4 Palestinians die in Gaza air strikes

news3_6_8.jpgRAMALLAH — Four Palestinians were killed Saturday in two separate early morning Israeli air strikes in the southern Gaza Strip town of Rafah.

The first air strike killed a 16-year-old girl, Kifah Natour, and her brother, Amar, 15. Their mother, Huda, 50, and four other people, including their 13-year-old brother, were seriously wounded when the missile struck.

The Israeli army said it had targeted groups of armed Palestinian activists.

A second air strike killed two other people that the Israeli army said were members of Islamic Jihad and Hamas.

The deaths bring to over a dozen the number of Palestinians killed in the past three days since Israel started a ground operation in Rafah, on the border with Egypt. The operation has seen Israeli tanks, bulldozers and troops move into the town. Early Saturday, Israeli tanks took over an abandoned Palestinian security installation. Friday, Israeli troops conducted door-to-door searches.

Israeli military activity in the Gaza Strip has escalated since the June 25 capture of an Israeli soldier by the military wing of Hamas and two other organisations.
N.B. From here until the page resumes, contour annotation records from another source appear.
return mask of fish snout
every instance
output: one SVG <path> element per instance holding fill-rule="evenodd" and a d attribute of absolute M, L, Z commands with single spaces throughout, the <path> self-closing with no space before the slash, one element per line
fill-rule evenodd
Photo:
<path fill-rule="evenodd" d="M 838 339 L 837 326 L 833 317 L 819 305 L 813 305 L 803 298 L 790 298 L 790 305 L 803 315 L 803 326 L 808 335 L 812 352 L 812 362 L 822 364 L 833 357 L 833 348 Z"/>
An already beleaguered strip has since then been almost completely sealed off from the rest of the world, and international humanitarian organisations are warning of a full-scale humanitarian crisis in the strip, where poverty affects nearly three-quarters of the population.

The conflict in Lebanon has only served to take away the spotlight from Gaza, prompting the UN on Thursday to caution that, “with international attention focusing on Lebanon, the tragedy in Gaza is being forgotten”.

According to UN figures, since June 28, 175 Palestinians have been killed in Gaza, including approximately 40 children and eight women, and over 620 people have been injured in the Gaza Strip. One Israeli soldier has been killed and 25 Israelis have been injured, including 11 Israelis injured by homemade rockets fired from the Gaza Strip. Palestinians have fired 319 homemade rockets towards Israel in those weeks while the Israeli army has fired an average 200-250 artillery shells per day into the Gaza Strip and conducted at least 220 aerial bombings.

The strip suffers from a shortage of fuel, food and medicine, and doctors have been warning for weeks that they are working at over full capacity.

Electricity supply is scarce after Israel bombed the strip’s only power distribution plant, and Gaza Strip residents receive only six to eight hours electricity a day, making refrigeration next to impossible and increasing the incidence of gastrointestinal ailments. Hospitals and sewage plants rely on generators to run 24 hours.

Israel yesterday said it had opened a border checkpoint to allow 160 truckloads of food and medical supplies into Gaza, as well as gasoline and diesel. Also Saturday, the Gaza-Egypt border crossing was expected to open for one-way traffic into Egypt after Palestinian and Israeli officials and European monitors reached an agreement Friday, said Palestinian negotiator Saeb Erekat. It would be open Saturday and Sunday.

It would be the second time since the latest fighting erupted in Gaza June 25 that the terminal would be opened, but the previous time was for Palestinians returning home from Egypt. Earlier agreements to reopen the crossing from Gaza to Egypt broke down at the last minute.